How do you expect Foster to approach Robinson as well as running back Fitz Toussaint, a guy few are talking about who performed very well in Big Ten play?

HD: It’s hard because they’re both so talented, but even with Toussaint’s success, I think Robinson has to be the focus in the practices leading up to this game. A lot of times coaches will assign a guy who's "a spy," to constantly watch Robinson, and I would guess Foster would take that same approach and use a linebacker or strong safety to watch Robinson on each play and mirror him. The other thing is just in the preparation for him. They've got to spend plenty of time getting ready for the speed option, quarterback counter, things like that, and his speed will be hard to simulate in practice. The good thing for the Hokies is that they’ve grown used to going against former quarterback Tyrod Taylor in practice every day, so they know what it's like to face a quarterback who can move. When Robinson is most dangerous, at least to me, is when he goes to throw and nobody is open and he just makes something happen with his feet. That's something defenses can't account for. By having that spy, though, it takes away from everything else and limits coverages and blitzes, but teams have to do it or they’re in trouble. This is why Foster has one of the most lucrative contracts in the country, though, to figure this out. If I really knew the answer, I might put my name in at Penn State. Like you said, this is the biggest key to the game, but it’s not the only one. What’s your final verdict on what will separate these teams in the end?
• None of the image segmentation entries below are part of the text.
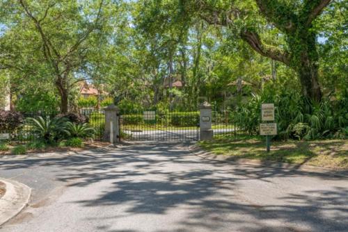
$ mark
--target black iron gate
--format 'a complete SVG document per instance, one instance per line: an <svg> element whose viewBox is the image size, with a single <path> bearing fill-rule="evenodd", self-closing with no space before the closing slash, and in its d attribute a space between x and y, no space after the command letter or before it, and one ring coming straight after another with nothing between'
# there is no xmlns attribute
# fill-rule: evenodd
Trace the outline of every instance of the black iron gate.
<svg viewBox="0 0 348 232"><path fill-rule="evenodd" d="M120 138L125 140L199 140L199 113L144 111L120 115Z"/></svg>

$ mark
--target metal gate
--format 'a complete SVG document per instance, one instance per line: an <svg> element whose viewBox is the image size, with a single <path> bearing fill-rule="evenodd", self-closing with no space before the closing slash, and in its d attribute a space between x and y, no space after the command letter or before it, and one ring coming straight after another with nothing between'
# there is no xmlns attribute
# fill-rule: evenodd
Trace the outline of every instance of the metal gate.
<svg viewBox="0 0 348 232"><path fill-rule="evenodd" d="M120 115L120 138L125 140L199 140L199 113L144 111Z"/></svg>

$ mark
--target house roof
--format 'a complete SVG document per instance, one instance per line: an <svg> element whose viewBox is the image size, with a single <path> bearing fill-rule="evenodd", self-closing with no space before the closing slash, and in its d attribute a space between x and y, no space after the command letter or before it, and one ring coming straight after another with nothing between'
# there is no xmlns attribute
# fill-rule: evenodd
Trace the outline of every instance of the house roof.
<svg viewBox="0 0 348 232"><path fill-rule="evenodd" d="M101 91L99 91L93 84L88 84L85 81L81 81L79 84L81 94L99 95L101 94Z"/></svg>
<svg viewBox="0 0 348 232"><path fill-rule="evenodd" d="M227 85L232 86L232 85L238 85L238 81L235 81L230 83ZM251 84L248 82L246 82L245 81L242 80L242 85L252 85L252 84Z"/></svg>
<svg viewBox="0 0 348 232"><path fill-rule="evenodd" d="M175 87L175 88L182 88L182 82L181 81L176 81L172 84L172 87ZM169 84L166 84L164 88L169 88Z"/></svg>

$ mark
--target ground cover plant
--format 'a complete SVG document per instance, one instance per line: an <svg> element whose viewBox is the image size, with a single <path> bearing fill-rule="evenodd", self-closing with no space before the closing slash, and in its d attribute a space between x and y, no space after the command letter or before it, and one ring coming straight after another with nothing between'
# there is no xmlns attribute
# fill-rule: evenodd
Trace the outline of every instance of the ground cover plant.
<svg viewBox="0 0 348 232"><path fill-rule="evenodd" d="M235 158L257 159L299 165L308 165L348 170L348 140L326 140L272 141L271 151L266 151L264 138L219 139L200 142L200 146L214 154Z"/></svg>

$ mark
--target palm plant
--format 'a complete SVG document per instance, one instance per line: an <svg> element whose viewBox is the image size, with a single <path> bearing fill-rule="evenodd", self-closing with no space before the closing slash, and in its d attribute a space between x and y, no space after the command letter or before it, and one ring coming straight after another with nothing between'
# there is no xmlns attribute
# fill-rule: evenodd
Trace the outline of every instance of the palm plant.
<svg viewBox="0 0 348 232"><path fill-rule="evenodd" d="M51 144L56 142L63 137L68 131L65 129L65 120L60 117L51 119L49 117L43 118L41 116L37 119L30 117L28 119L32 126L31 133L34 134L38 140L43 141L46 144Z"/></svg>
<svg viewBox="0 0 348 232"><path fill-rule="evenodd" d="M66 123L68 135L72 138L94 138L95 130L88 124L77 124L68 122Z"/></svg>

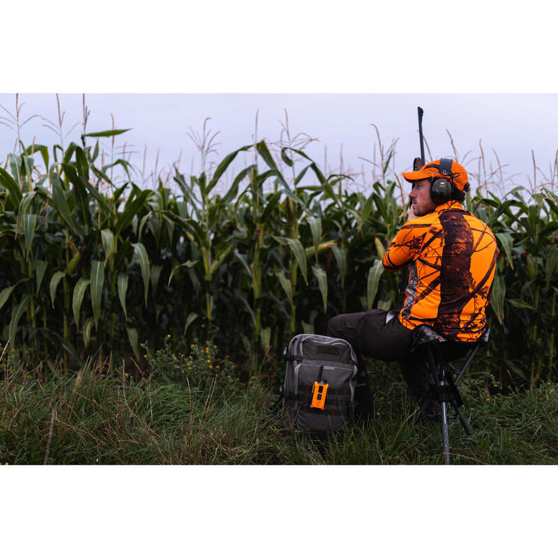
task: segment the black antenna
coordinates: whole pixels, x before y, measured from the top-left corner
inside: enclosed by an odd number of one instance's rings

Rittenberg: I'm officially starting the Dinich-to-Penn State buzz! The game could come down to whether Virginia Tech can force turnovers and, more important, make Michigan pay for its mistakes. The Wolverines survived a lot of Robinson errors in the first 10 games, thanks largely to their defense. If Robinson indeed has moved past those mistake-prone days, as appeared to be the case against Nebraska and Ohio State, it will be tough for Tech to slow him down for four quarters. Another big key, at least for Michigan, is Toussaint and the ability to have a second rushing threat in the backfield. Fitz recorded 120 rush yards or more in four of Michigan's final five regular-season games. On the other side of the ball, it's all about Wilson vs. Michigan's defensive line. It's strength against strength, and the team that has the edge will be in good shape to win this game.

OK, you get the last word. What factors will determine who leaves the Superdome with a sweet feeling Tuesday night?

HD: Well, like we mentioned I think the biggest factor will be Virginia Tech's defense against Robinson, but to break it down a bit further, I think the Hokies have to win up front on the defensive line. They've got a young group, including two true freshmen at one of the defensive tackle spots, and Michigan's offensive line has four guys who have started all 12 games. That group is a big reason why Toussaint and Robinson have had so much success. One more key for the defense would be to make the stops on third downs. Michigan is No. 12 in the country in third-down conversion percentage. Also, I think it’s important Virginia Tech gets back to running the ball well so it can control the clock. They've got to sustain some drives, and when David Wilson is rolling, so is the rest of the offense. Virginia Tech is ranked higher in the final BCS standings, but to me, they’ve got the bigger challenge and more to prove. See you in the Dome.